Direct methods for solving large sparse linear systems of equations are popular because of their generality and robustness. As the requirements of computational scientists for more accurate models increases, so inevitably do the sizes of the systems that must be solved and the amount of memory needed by direct solvers.
For many users, the option of using a computer with a sufficiently large memory is either not available or is too expensive. Using a preconditioned iterative solver may be possible but for the "tough" systems that arise from many practical applications, the difficulties involved in finding and computing a good preconditioner can make iterative methods infeasible. An alternative is to use a direct solver that is able to hold its data structures on disk, that is, an out-of-core solver.
In this talk, we will explain the multifrontal algorithm and discuss the design and development of a new HSL sparse symmetric out-of-core solver that uses it.

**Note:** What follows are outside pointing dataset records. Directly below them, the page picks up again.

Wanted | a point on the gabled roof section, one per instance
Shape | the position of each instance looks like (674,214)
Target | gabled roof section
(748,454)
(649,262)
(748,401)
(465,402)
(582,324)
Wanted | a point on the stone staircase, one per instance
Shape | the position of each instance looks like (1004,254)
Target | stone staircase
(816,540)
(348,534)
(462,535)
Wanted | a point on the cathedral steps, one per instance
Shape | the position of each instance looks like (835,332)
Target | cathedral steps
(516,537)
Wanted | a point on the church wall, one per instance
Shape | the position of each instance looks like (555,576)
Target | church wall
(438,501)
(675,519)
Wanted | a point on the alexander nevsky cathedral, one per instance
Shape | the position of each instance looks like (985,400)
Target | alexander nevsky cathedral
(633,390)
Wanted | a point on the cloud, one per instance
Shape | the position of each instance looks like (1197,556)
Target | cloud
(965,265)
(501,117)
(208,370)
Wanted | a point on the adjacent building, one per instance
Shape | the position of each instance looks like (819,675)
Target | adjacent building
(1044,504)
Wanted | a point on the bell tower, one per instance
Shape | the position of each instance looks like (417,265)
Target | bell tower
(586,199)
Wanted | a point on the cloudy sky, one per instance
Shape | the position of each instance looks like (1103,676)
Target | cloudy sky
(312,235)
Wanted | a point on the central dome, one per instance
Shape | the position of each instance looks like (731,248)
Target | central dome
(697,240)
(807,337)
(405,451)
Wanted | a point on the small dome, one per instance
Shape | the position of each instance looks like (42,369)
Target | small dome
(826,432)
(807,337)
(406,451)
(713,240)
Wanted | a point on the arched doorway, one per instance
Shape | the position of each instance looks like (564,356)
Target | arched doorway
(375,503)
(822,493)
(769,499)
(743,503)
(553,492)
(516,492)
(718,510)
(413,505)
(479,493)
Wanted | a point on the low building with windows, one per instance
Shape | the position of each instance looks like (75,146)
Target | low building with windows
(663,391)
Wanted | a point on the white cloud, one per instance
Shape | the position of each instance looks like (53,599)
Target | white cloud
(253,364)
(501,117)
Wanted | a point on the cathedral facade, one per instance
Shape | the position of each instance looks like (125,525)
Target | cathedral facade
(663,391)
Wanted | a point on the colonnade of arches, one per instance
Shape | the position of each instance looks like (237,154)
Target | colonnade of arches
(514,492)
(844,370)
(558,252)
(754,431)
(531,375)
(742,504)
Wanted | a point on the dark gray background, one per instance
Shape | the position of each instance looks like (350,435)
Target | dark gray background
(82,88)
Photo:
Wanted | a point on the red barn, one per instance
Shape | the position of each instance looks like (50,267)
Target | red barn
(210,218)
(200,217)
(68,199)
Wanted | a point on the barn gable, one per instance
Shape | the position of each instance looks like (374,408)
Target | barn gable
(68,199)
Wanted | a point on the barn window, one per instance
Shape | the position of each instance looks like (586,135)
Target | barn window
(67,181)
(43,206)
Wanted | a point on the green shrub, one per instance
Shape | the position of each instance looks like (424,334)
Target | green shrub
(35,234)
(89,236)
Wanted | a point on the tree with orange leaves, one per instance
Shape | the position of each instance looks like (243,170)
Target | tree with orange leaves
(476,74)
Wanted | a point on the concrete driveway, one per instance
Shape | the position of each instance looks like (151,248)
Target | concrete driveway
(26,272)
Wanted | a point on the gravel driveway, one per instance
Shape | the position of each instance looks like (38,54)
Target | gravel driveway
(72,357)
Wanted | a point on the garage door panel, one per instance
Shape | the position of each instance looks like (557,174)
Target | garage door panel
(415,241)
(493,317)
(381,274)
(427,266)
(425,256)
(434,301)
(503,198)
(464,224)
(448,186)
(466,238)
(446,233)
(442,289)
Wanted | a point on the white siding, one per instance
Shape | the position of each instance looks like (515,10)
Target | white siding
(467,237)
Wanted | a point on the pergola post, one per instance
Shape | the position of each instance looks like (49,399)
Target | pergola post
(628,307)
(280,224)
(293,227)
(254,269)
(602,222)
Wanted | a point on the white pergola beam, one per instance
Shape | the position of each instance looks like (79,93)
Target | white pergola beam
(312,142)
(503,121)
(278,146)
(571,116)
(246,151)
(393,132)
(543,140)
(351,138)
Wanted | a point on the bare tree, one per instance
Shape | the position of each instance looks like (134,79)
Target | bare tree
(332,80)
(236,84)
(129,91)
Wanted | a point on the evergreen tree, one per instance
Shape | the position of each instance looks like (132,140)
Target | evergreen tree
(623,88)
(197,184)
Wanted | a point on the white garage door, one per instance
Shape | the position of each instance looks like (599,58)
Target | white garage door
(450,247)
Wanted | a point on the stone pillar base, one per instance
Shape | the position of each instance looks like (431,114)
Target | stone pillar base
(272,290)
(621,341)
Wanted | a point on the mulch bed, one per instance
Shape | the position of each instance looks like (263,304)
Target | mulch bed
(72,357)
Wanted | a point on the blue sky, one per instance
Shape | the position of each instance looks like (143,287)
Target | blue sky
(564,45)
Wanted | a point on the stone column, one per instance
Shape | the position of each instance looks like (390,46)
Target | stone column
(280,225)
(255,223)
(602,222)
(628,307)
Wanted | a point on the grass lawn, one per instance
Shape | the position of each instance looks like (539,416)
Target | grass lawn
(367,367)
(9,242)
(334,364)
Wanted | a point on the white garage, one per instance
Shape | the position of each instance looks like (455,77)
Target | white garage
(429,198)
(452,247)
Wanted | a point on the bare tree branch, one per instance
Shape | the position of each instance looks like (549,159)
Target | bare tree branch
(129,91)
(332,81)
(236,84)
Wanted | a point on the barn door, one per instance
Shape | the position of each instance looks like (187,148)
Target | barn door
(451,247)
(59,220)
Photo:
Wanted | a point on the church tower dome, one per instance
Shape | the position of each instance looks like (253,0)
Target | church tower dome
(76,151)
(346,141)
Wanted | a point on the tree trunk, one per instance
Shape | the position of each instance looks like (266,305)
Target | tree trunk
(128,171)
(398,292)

Both the system matrix A and its factors are stored externally. For the indefinite case, numerical pivoting using 1x1 and 2x2 pivots is incorporated. To minimise storage for the system data, a reverse communication interface is used. Input of A is either by rows or by elements.
An important feature of the package is that all input and output to disk is performed through a set of Fortran subroutines that manage a virtual memory system so that actual i/o occurs only when really necessary. Also important is to design in-core data structures that avoid expensive searches. All these aspects will be discussed.
At the time of writing, we are tuning the code for the positive-definite case and have performance figures for real problems. By the time of the seminar, we hope to have developed the indefinite case, too.